# fbb skeleton notebook for PUI2017 HW6

In [11]:
from __future__ import print_function, division
import geopandas as gp
import pandas as pd
import pylab as pl
import os
import json
import urllib
import numpy as np
import statsmodels.formula.api as smf
import scipy
import scipy.stats
import zipfile

s = json.load( open(os.getenv('HOME')+'/PUI2017/fbb_matplotlibrc.json') )
pl.rcParams.update(s)
if os.getenv("PUIDATA") is None:
    print ("$PUIDATA to point to set PUIdata dir")

%pylab inline

In [17]:
import sys  

reload(sys)  
sys.setdefaultencoding('utf8')

I am using geopanda. that is **not required** for this particular exercise, but geopanda works with geospacial data: the shape files that we get from pluto for example.

PLEASE REMEMBER: seed your random functions if you need to use any, label your axes clearly, comment your code, use PEP8!

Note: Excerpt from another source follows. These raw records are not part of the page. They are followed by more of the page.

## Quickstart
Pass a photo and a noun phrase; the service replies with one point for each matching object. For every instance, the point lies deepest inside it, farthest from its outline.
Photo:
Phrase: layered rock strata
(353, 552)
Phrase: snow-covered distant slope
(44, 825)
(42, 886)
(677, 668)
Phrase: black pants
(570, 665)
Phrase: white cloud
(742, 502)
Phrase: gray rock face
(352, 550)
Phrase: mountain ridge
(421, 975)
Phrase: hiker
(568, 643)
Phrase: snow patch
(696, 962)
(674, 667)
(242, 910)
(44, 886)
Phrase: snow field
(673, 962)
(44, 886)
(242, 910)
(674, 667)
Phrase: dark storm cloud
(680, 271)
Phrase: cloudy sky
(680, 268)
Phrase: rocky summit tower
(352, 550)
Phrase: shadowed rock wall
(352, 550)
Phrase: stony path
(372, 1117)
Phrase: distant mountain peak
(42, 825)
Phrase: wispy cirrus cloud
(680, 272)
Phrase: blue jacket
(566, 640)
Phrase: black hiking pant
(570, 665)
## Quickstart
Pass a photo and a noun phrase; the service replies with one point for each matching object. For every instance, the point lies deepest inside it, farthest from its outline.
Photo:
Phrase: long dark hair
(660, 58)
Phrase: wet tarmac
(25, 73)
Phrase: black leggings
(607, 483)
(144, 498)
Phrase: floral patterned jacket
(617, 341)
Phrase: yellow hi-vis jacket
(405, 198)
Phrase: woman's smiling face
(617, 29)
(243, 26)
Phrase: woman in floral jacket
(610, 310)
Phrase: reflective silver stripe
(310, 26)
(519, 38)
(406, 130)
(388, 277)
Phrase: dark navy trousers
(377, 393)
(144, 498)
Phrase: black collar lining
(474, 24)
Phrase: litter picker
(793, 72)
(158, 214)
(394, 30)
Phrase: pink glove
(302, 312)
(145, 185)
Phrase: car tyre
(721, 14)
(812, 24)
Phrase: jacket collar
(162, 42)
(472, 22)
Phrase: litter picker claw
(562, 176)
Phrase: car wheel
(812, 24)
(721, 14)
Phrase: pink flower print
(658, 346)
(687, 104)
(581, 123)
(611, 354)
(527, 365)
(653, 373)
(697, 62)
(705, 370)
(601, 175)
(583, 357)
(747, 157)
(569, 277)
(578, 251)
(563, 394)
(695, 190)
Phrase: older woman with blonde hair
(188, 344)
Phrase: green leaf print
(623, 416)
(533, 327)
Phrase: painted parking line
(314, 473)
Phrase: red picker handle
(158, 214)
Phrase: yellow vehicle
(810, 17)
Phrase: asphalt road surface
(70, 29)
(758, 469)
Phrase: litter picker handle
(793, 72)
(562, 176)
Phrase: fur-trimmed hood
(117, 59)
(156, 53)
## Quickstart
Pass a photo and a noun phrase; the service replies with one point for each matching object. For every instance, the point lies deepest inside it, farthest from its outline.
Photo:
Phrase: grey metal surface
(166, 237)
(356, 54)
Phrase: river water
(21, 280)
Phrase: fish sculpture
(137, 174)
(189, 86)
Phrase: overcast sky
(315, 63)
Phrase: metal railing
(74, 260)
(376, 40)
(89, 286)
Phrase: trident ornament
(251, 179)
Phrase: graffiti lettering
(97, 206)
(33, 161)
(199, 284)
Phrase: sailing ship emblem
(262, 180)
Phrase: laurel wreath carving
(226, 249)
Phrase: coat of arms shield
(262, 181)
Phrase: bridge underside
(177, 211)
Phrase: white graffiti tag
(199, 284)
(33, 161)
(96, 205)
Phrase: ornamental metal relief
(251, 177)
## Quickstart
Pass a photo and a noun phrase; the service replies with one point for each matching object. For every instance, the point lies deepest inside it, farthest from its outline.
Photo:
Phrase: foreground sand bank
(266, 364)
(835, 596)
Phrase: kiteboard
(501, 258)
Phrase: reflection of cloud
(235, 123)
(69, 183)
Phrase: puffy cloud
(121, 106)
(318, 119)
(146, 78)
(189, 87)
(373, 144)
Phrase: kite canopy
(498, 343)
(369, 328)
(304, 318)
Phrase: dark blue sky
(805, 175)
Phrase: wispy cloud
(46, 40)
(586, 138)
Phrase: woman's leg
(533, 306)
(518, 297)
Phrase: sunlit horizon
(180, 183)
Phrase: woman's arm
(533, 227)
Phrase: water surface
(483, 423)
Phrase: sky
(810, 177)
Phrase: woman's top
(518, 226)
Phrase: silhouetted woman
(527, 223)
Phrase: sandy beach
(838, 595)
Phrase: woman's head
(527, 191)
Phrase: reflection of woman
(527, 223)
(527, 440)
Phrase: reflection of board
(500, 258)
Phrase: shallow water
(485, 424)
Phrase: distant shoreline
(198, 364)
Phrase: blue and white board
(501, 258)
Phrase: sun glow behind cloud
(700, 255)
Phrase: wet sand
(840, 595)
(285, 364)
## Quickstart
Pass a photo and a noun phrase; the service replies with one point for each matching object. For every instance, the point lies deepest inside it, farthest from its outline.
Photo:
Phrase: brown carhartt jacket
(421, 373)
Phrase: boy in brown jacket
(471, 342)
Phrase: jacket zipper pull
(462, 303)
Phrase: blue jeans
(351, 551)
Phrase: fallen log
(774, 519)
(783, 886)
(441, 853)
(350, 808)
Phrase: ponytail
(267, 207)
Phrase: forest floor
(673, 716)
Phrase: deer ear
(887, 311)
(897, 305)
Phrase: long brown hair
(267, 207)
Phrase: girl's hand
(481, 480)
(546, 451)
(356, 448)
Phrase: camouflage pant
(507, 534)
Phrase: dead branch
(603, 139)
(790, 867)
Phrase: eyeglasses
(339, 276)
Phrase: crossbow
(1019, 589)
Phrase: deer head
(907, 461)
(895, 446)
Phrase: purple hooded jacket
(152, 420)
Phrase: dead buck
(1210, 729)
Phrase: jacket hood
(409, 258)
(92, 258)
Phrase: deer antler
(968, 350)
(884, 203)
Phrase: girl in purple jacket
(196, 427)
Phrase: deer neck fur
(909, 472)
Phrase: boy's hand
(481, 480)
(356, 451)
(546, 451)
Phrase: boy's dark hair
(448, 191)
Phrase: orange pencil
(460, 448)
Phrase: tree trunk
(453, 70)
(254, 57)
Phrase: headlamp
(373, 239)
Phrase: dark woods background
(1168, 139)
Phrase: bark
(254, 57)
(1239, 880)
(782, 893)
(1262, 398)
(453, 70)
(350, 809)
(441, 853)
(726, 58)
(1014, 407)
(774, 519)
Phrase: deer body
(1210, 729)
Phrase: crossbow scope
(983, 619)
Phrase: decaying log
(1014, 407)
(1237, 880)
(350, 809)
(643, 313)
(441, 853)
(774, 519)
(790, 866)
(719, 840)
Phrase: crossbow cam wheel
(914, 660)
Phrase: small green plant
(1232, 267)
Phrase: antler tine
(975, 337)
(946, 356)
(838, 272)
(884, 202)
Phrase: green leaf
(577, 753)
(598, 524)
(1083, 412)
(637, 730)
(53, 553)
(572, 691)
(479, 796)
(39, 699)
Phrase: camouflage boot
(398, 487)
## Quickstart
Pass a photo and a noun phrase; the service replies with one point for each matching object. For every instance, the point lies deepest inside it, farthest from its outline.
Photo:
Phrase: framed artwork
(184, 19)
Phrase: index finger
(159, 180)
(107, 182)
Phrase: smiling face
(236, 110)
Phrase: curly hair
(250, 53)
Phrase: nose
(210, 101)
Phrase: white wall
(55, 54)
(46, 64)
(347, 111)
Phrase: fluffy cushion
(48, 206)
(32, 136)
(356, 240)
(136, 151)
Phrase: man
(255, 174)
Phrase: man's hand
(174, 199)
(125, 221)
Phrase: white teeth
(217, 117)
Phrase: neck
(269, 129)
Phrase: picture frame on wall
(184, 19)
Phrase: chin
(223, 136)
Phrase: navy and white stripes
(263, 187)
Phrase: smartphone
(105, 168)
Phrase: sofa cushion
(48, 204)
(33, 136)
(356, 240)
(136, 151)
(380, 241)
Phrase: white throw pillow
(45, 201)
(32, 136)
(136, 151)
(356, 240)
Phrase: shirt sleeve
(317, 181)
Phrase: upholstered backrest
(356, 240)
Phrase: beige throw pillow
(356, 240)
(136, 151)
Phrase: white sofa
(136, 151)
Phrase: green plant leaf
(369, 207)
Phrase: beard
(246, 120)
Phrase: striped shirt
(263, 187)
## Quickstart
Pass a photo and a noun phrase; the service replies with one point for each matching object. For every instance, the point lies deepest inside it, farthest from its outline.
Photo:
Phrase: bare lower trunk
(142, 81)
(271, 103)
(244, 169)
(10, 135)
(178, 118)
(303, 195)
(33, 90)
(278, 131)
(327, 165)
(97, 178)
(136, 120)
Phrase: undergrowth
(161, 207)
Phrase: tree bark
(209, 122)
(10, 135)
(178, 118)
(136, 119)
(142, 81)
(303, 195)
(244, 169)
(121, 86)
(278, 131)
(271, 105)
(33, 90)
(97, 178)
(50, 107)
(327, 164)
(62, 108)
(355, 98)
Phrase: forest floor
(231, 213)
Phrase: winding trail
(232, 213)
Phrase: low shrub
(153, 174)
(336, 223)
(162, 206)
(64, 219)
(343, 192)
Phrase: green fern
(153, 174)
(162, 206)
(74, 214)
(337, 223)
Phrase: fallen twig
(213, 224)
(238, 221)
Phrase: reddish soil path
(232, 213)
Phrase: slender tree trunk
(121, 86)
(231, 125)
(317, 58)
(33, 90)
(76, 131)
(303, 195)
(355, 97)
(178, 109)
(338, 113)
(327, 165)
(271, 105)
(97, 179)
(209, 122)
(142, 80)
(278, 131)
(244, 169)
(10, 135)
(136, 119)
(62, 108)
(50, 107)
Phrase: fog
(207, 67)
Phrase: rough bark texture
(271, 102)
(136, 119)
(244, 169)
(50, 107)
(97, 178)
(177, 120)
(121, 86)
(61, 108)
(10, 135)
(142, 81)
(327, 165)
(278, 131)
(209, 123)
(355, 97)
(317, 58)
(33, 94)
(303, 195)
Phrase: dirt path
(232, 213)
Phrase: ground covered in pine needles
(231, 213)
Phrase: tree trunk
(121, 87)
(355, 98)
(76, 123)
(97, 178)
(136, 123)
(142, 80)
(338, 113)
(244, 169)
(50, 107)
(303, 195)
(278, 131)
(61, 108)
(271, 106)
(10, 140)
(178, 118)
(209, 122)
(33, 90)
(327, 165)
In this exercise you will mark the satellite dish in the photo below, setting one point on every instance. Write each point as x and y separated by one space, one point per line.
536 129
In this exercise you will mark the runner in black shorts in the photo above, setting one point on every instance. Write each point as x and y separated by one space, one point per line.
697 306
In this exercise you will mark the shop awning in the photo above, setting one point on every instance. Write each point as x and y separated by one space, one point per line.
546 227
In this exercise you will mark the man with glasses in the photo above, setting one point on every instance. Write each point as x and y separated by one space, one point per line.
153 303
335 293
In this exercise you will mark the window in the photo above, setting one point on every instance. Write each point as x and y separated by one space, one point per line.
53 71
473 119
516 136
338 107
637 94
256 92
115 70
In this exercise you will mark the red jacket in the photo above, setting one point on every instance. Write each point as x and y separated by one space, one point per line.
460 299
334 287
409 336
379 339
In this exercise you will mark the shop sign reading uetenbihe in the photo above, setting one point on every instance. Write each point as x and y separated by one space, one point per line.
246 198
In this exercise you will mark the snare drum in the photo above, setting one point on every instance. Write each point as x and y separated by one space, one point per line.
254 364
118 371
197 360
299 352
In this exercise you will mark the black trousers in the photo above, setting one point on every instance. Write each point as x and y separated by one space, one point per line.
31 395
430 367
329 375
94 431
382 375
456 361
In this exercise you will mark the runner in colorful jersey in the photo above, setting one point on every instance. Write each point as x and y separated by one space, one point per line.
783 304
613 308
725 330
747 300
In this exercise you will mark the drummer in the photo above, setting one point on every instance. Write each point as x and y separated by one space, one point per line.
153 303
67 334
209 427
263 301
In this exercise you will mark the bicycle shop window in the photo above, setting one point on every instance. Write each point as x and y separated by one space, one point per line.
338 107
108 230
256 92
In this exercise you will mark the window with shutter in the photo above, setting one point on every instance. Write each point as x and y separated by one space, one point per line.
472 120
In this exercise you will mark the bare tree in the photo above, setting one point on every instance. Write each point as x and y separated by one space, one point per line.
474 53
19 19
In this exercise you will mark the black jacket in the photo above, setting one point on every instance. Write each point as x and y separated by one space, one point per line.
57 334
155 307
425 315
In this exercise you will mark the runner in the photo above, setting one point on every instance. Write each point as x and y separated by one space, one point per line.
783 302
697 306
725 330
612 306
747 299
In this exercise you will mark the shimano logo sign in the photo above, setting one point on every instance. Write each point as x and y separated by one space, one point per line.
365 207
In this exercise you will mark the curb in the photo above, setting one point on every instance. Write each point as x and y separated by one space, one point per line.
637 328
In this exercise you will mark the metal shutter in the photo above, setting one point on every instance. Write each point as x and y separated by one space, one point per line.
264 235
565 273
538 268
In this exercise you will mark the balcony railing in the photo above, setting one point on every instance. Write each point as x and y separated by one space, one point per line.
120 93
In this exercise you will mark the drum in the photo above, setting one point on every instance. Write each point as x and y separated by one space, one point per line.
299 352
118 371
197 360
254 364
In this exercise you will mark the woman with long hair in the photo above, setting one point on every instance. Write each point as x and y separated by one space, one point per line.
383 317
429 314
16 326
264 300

** An interesting urban question is "can we measure and predict energy use based on observables that are easier to be acquired". For example the urban observatory at CUSP can monitor lights: they are a relatively easy observable. All you need is a camera, and a pipeline to process your data. But how does the light coming from a window relate to the total energy consumption? We generally postulate that light is a proxy for occupancy, and that occupancy is a good predictor of energy consumption.**

** So let's test if the last link holds. If we have data on the energy consumed by a __building__ how well does that relate to the number of units in the building?**

** Data on energy consumption can be found here for the city of NY https://data.cityofnewyork.us/Environment/Energy-and-Water-Data-Disclosure-for-Local-Law-84-/rgfe-8y2z  **

** Either obtain the data through the API or download the csv file, and move it to $PUIDATA**

** However this datasets does not have the number of units. We can find that in the [Pluto dataset](https://www1.nyc.gov/site/planning/data-maps/open-data/dwn-pluto-mappluto.page).**

** Reading in the Pluto data for manhattan, which will give me the number of units ber building   Manhattan/MNMapPLUTO.shp **

In [4]:
urllib.urlretrieve('https://data.cityofnewyork.us/api/views/rgfe-8y2z/rows.csv?accessType=DOWNLOAD',os.getenv('PUIDATA')+
                   '/Energy_and_Water_Data_Disclosure_for_Local_Law_84__2013_.csv')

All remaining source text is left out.